“The Sweet Life” Candy Store Set to Close After Three Decades
After 36 years in business at the corner of Hester and Ludlow streets, The Sweet Life candy store will be closing at the end of this month.
We started hearing from customers a few days ago when signs appeared outside the little shop at 63 Hester St. One of them read, “36 years – We need love. Please help.” Another advertised a 30% off “thank you sale.” In a phone interview yesterday afternoon, Sweet Life owner Gloria Farewell confirmed the news.
Over the years, said Farewell, her landlord has charged a reasonable rent. But recently she was presented with a $4,000 water bill, covering the past couple of years as well as the upcoming year. [The Sweet Life has no production facilities on site and does not use water to run the business.] “It’s a small business, explained Farewell, and it is doing well, but the increased costs are a burden.” There have been serious water leaks from apartments above the store, as well as rodent infestations in the basement. The business has had to pay to deal with those problems.
“It has been heart wrenching decision,” said Farewell, (to close) a shop so many love, and one I fell in love with myself. It feels like a dear friend has passed… I guess all things must come to and end.”
The Sweet Life was opened by Jerry McCarthy in 1982. He ran it with his wife, Terry McIlvaine, until 2003. Farewell is the third owner, having purchased the business four years ago. Over the years, the shop has relied, at least in part, on a shrinking Jewish population of the Lower East Side. Business was especially brisk in the days leading up to Purim and Passover. Farewell, who was involved with The Sweet Life for several years before becoming owner, said fewer Jewish customers are coming in these days. [Today that traditional demographic is about 10% of The Sweet Life’s customer base, down from 80%.]
Farewell said several factors prompted her decision to close the store. She doesn’t work in the shop, meaning staff must be hired to run the business day-to-day. “Plus the neighborhood is changing,” noted Farewell. She’s been concerned about the impact that Trader Joe’s would have on her business when it opens in the fall on Grand Street. “For years we’ve had great customers,” she added, “but a lot of people just won’t pay higher prices.”

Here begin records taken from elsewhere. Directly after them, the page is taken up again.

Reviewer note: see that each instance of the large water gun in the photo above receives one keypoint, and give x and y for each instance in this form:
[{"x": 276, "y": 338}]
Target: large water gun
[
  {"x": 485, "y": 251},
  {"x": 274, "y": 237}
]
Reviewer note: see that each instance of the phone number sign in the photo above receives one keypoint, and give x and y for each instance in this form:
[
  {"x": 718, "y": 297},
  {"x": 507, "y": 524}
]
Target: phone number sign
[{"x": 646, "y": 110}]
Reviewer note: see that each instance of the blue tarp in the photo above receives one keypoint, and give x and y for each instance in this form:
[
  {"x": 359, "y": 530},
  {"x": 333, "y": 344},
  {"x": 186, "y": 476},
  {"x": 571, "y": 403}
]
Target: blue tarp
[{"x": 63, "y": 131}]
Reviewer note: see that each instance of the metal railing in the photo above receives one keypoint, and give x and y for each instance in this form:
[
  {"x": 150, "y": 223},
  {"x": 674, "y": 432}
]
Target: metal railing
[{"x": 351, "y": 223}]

New York Press profiled The Sweet Life in 2004, telling Jerry McCarthy’s story:
McCarthy, a longtime neighborhood resident, acquired the store through an odd turn of events. “This store used to sell fruits and vegetables and a little candy for years. It closed down for about a year, and there was nothing in here,” he recalls. “It was a very dilapidated place, but it had some jars like this in the windows, some empty jars they were getting rid of,” says McCarthy, tapping on a tall, thick-walled jar holding pistachio nuts. “I thought I’d buy some jars, to put in the pantry or hold pasta or something. He gave me a price for the jars that was a little high. I said ‘Maybe I’ll get them, I’ll think about it.'” Within the next hour, McCarthy ended up buying the lease to the store. “It was inexplicable. I was looking for some kind of business to do, and I didn’t really know any business. So I bought the store. Instead of buying the jars I bought the whole place.”
McCarthy still lives in an apartment above the shop. The Sweet Life’s “everything must go sale” will continue until the store closes June 30. Today, the discount from upped to 40%.